Commentaire historique
L'origine de cette maison remonte peut-être à l’Epoque moderne (16e siècle ou 17e siècle) ; il s'agit alors très probablement d'un bâtiment agricole. Dans le cadastre de 1570, son emplacement se trouve à la limite des quartiers de « Tutelle » et de « las Chauchières », cette dernière appellation renvoyant à la présence de tanneries qui ne semblent déjà plus en activité à cette date.
Le collage de maçonnerie bien visible sur la façade ouest montre que cette maison a été adossée contre le pignon de la maison mitoyenne au nord. La partie orientale a été accolée ultérieurement, sans communication intérieure entre les étages de soubassement.
C'est avec cette forme qu'elle apparaît sur le plan cadastral de 1839, où la parcelle possède un plan identique à l'actuel. Elle est mentionnée comme une « maison » de 70 m² d'emprise au sol, comptant 5 ouvertures et imposée dans la 5e catégorie fiscale (sur 8). Elle appartient alors à Louis Deydier, gendre Tatin, qui possède aussi, juste en face de la maison, un petit « four » accompagné d'un jardin, formant un îlot au carrefour des rues et aujourd'hui disparus (respectivement parcelles 1839 F1 70, 13 m² et 71, 55 m²). Il est également propriétaire de divers terrains aux quartiers de Pavie, Coularive, le Villard, Peyre Grosse, Baudon, Rafondet, la Longeagne, etc.

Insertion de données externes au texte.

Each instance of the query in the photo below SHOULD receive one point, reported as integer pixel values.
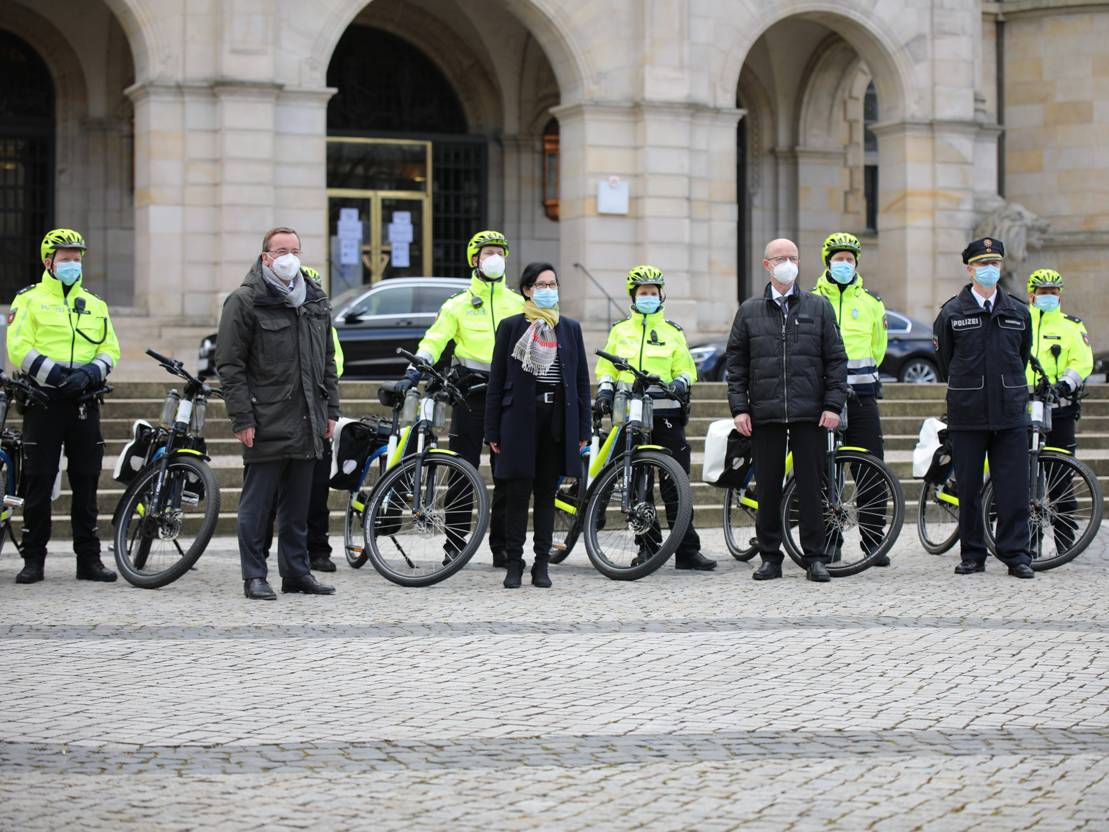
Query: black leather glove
(602, 405)
(77, 383)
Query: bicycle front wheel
(425, 519)
(863, 516)
(630, 545)
(740, 513)
(937, 519)
(158, 540)
(1064, 519)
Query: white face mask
(286, 266)
(785, 272)
(494, 266)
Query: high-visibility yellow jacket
(470, 320)
(651, 344)
(49, 327)
(1074, 359)
(862, 320)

Plan de masse d'après le plan cadastral de 1839, section F1. Echelle d'origine 1/1000e.
Propriétés de Louis Deydier, gendre Tatin, en 1839, d'après le plan cadastral de 1839, section F1. Echelle d'origine 1/1000e.
En 1843, Louis Deydier récupère la maison voisine au nord (parcelle 1839 F1 68, 33 m²) qui appartenait auparavant à François Tatin et ses héritiers ; elle possède 2 ouvertures, elle est classée dans la 7e catégorie fiscale.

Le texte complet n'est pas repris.